Jone Joakimsen had to accept less money than he asked for when he sold his house outside Stavanger, Norway.
He counted himself lucky: his neighbor’s home had been on the market since October.
The housing market in Scandinavia’s richest economy is slumping after a decade-long boom spurred by low interest rates and surging petroleum wealth. Among the biggest cities, nowhere is the pain being felt more than in Stavanger, the nation’s oil capital, where the market has been fast to reverse after home prices tripled from the start of 2003 through mid-2013.
Joakimsen, a program manager at broadband and cable service provider Altibox AS, last month sold his four-bedroom home in Sola, just outside Stavanger, for 4.7million kroner (£470,000), 50,000 kroner below the asking price. While it was on the market for 10 days and sold the day following the open house, he received only one bid, dashing his expectations for the bidding war that sellers have come to expect.

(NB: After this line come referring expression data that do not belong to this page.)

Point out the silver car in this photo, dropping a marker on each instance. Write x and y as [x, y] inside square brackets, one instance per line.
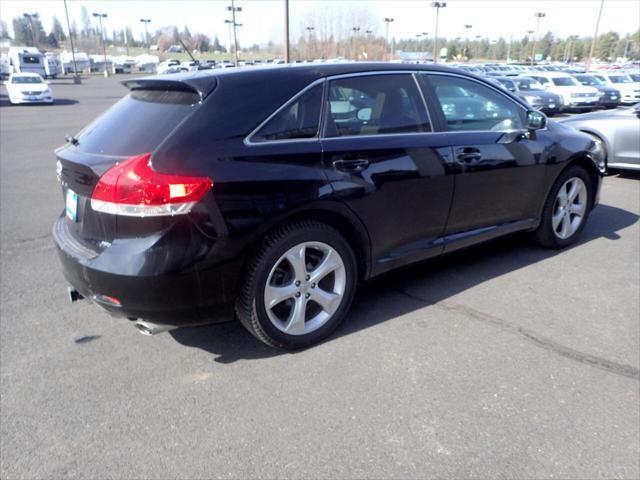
[617, 131]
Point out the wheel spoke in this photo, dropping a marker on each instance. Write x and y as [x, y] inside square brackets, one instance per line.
[327, 300]
[566, 226]
[562, 195]
[298, 262]
[295, 323]
[577, 209]
[330, 263]
[556, 219]
[574, 190]
[275, 295]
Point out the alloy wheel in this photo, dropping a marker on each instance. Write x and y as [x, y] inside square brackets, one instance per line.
[305, 288]
[569, 208]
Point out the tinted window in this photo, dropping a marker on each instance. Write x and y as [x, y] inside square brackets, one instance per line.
[468, 105]
[30, 59]
[300, 119]
[138, 123]
[27, 80]
[588, 80]
[619, 79]
[564, 81]
[375, 105]
[525, 84]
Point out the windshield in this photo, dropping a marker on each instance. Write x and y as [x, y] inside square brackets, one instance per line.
[619, 79]
[564, 81]
[27, 80]
[589, 80]
[528, 84]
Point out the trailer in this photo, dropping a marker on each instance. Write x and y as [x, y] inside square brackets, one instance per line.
[82, 62]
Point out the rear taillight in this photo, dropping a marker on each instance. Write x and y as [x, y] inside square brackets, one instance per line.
[134, 189]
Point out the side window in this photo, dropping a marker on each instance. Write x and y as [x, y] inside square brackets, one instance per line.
[299, 119]
[375, 105]
[468, 105]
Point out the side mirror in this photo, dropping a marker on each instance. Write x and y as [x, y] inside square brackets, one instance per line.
[535, 120]
[364, 114]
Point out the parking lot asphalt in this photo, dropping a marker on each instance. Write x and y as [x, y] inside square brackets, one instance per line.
[504, 361]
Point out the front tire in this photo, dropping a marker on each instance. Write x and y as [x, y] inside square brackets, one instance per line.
[566, 209]
[298, 286]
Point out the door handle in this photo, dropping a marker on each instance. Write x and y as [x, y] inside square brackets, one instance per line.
[468, 155]
[350, 163]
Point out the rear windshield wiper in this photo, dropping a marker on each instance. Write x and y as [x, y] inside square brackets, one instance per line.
[71, 139]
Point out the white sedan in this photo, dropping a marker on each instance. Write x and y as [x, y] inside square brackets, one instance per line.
[28, 88]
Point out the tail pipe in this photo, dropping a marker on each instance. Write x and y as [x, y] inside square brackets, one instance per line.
[148, 328]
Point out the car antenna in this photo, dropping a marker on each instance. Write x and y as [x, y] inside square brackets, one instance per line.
[71, 139]
[188, 51]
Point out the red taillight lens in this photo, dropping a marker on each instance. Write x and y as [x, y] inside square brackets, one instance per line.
[133, 188]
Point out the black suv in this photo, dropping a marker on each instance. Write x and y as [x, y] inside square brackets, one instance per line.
[271, 193]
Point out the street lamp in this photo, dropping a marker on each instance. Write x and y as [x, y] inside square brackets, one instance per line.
[30, 17]
[104, 45]
[355, 31]
[76, 77]
[233, 9]
[229, 23]
[466, 40]
[146, 34]
[538, 16]
[388, 20]
[437, 6]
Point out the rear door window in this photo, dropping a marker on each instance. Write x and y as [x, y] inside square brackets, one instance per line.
[375, 105]
[469, 105]
[138, 123]
[297, 120]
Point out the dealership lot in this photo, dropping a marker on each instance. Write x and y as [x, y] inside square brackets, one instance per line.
[504, 360]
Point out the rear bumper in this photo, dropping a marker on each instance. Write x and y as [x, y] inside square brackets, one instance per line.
[117, 280]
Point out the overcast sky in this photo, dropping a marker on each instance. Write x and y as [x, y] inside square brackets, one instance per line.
[263, 19]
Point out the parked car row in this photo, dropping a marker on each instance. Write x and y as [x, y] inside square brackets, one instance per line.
[28, 88]
[553, 89]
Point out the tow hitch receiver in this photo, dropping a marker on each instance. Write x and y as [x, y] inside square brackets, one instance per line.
[74, 295]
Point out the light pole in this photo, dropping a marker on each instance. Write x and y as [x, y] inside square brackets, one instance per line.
[287, 51]
[233, 9]
[437, 6]
[369, 33]
[146, 34]
[104, 45]
[309, 30]
[355, 31]
[426, 39]
[76, 77]
[538, 16]
[595, 39]
[388, 20]
[466, 40]
[229, 23]
[30, 17]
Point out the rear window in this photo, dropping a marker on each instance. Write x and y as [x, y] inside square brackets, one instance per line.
[138, 123]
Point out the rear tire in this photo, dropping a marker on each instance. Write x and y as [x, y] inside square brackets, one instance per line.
[298, 286]
[566, 209]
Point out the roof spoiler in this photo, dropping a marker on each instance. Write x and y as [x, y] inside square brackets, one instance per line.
[200, 84]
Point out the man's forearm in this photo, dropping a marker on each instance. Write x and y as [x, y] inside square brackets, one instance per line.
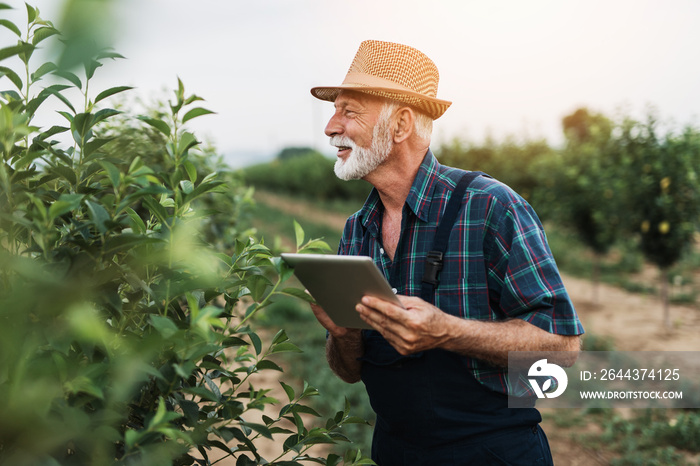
[342, 354]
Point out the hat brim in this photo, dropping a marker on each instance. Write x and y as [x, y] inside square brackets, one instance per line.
[431, 106]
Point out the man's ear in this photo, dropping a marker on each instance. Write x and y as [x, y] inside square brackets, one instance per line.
[403, 124]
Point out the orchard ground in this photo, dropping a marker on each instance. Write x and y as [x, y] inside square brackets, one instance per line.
[631, 322]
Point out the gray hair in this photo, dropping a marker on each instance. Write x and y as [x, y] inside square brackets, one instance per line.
[423, 126]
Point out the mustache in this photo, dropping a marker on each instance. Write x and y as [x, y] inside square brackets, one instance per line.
[342, 141]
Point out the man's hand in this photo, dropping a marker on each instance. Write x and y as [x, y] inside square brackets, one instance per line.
[343, 347]
[419, 327]
[422, 326]
[327, 323]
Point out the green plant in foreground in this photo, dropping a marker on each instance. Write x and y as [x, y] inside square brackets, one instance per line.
[125, 338]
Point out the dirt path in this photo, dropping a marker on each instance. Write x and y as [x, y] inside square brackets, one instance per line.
[633, 322]
[302, 210]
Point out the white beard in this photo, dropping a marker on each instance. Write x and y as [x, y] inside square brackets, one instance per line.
[362, 160]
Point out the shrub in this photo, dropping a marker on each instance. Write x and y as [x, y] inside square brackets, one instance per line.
[125, 338]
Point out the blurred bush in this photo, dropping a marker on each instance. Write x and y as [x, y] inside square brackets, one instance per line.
[305, 172]
[125, 336]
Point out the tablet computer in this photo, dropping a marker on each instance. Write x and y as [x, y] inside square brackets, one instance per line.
[338, 283]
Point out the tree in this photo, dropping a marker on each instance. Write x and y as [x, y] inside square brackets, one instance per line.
[664, 192]
[125, 338]
[587, 186]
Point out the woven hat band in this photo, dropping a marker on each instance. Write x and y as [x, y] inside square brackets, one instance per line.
[392, 71]
[367, 80]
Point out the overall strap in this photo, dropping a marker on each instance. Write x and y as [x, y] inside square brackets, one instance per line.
[433, 261]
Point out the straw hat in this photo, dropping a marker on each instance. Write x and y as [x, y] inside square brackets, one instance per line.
[393, 71]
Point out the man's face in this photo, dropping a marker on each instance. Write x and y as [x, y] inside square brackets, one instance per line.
[360, 131]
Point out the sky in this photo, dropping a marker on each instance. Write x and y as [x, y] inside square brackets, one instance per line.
[510, 67]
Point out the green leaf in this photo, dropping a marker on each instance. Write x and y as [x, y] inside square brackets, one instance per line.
[257, 284]
[56, 91]
[194, 113]
[111, 91]
[136, 222]
[280, 337]
[64, 204]
[44, 69]
[260, 428]
[43, 33]
[31, 13]
[156, 209]
[256, 341]
[64, 172]
[286, 347]
[201, 392]
[187, 186]
[191, 170]
[299, 234]
[267, 364]
[112, 172]
[67, 75]
[8, 52]
[288, 390]
[103, 114]
[11, 26]
[98, 215]
[164, 326]
[187, 141]
[297, 293]
[158, 124]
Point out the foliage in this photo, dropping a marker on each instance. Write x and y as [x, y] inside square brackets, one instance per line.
[124, 337]
[588, 181]
[309, 174]
[665, 195]
[520, 165]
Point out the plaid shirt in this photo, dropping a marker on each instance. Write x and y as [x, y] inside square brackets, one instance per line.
[497, 264]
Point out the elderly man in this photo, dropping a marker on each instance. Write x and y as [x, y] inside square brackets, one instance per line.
[435, 369]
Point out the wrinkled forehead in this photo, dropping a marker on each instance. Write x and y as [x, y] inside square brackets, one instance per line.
[346, 97]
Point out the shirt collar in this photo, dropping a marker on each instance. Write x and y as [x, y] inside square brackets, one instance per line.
[418, 199]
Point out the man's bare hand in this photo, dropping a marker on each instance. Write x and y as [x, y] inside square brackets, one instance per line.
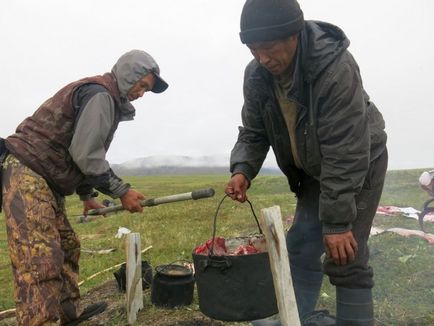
[131, 201]
[237, 188]
[341, 247]
[91, 204]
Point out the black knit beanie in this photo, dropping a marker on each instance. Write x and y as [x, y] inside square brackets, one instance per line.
[270, 20]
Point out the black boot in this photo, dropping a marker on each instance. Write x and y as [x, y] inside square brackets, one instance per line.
[354, 307]
[307, 285]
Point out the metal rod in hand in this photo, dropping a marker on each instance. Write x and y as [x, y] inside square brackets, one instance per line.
[197, 194]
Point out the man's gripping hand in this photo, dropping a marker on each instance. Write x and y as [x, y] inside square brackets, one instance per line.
[237, 188]
[131, 201]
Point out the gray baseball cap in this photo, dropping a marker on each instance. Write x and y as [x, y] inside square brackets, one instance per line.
[132, 66]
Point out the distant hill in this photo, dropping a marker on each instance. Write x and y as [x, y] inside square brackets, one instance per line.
[180, 165]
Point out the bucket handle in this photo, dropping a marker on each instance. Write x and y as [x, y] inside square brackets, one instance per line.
[211, 252]
[173, 263]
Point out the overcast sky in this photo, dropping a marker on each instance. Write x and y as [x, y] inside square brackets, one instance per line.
[49, 43]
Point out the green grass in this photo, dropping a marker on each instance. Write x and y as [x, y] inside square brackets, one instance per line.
[404, 267]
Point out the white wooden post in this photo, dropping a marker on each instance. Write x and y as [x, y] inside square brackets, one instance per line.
[271, 223]
[134, 294]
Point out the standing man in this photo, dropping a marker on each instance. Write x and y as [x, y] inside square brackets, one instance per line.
[59, 150]
[303, 96]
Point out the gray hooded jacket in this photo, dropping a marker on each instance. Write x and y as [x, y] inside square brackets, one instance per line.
[67, 138]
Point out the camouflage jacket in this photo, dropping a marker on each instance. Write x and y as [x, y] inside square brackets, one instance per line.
[42, 140]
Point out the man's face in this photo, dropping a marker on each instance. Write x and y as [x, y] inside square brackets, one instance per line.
[141, 86]
[275, 56]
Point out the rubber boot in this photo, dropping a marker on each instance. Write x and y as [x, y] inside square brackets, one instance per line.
[354, 307]
[307, 285]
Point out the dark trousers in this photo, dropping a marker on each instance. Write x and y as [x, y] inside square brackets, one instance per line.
[305, 239]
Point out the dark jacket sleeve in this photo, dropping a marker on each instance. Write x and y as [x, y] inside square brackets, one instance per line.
[252, 145]
[344, 137]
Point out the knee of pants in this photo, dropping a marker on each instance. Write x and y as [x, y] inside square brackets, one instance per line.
[305, 246]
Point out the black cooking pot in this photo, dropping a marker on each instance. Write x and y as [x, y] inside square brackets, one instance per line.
[235, 288]
[172, 286]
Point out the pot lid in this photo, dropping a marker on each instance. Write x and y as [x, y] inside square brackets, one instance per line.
[173, 270]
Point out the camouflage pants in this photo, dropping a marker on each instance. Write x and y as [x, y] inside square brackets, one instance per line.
[43, 248]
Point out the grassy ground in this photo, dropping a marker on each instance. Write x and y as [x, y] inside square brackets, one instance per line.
[404, 268]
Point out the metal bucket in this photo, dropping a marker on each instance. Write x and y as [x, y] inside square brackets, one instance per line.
[235, 288]
[172, 286]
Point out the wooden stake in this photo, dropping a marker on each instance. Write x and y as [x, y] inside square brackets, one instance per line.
[134, 277]
[271, 223]
[108, 269]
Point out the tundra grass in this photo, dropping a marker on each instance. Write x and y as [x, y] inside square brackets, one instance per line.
[404, 267]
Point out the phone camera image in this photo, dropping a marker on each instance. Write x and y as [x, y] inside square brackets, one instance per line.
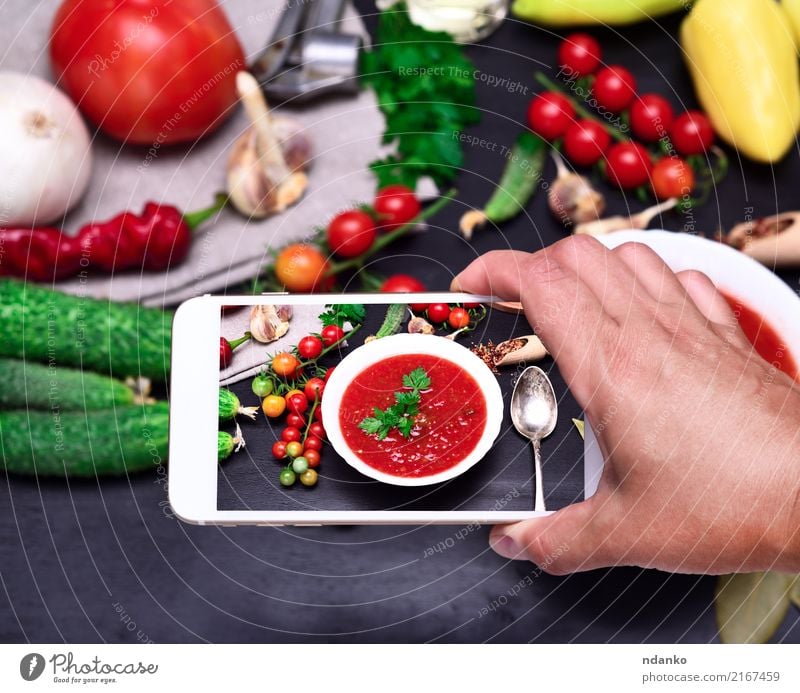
[387, 406]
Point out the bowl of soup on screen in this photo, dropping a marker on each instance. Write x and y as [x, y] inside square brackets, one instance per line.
[412, 410]
[765, 305]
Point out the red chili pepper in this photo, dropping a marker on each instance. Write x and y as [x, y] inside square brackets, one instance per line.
[154, 240]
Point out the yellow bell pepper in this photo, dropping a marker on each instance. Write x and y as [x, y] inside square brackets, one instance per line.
[581, 12]
[743, 60]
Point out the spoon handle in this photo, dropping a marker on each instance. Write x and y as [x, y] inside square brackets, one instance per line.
[538, 504]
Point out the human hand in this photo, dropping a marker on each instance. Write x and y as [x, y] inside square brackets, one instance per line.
[699, 434]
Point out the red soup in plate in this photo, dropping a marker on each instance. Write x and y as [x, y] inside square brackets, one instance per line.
[765, 340]
[451, 420]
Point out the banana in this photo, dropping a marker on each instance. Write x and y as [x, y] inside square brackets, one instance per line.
[562, 13]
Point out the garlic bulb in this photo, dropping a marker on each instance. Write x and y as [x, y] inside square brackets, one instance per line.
[265, 165]
[45, 149]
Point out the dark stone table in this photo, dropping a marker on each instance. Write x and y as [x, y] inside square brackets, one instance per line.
[81, 562]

“It’s sort of a painful process,” the 35-year-old said. He’s moving to Vaulen, a neighborhood in Stavanger, with his wife and two kids. Sellers “don’t realize that they have to reduce the price because the market value has decreased.”
Economic Risk
The cooling real estate market risks derailing the rest of the economy and Nordea Bank AB this week predicted that growth will slow both this year and in 2015. The largest Nordic lender forecasts unemployment will rise to average more than 4 percent next year, a level not seen since 2006.
Housing prices in Stavanger, a town of about 130,000 people that’s home to Statoil, Norway’s biggest oil producer, have dropped 4.8% from a peak in May, according to the Real Estate Broker Companies Association. Prices rebounded in the first two months of the year, following seasonal patterns.
Nationwide, prices have slid 2.4% from May, after doubling over the past decade.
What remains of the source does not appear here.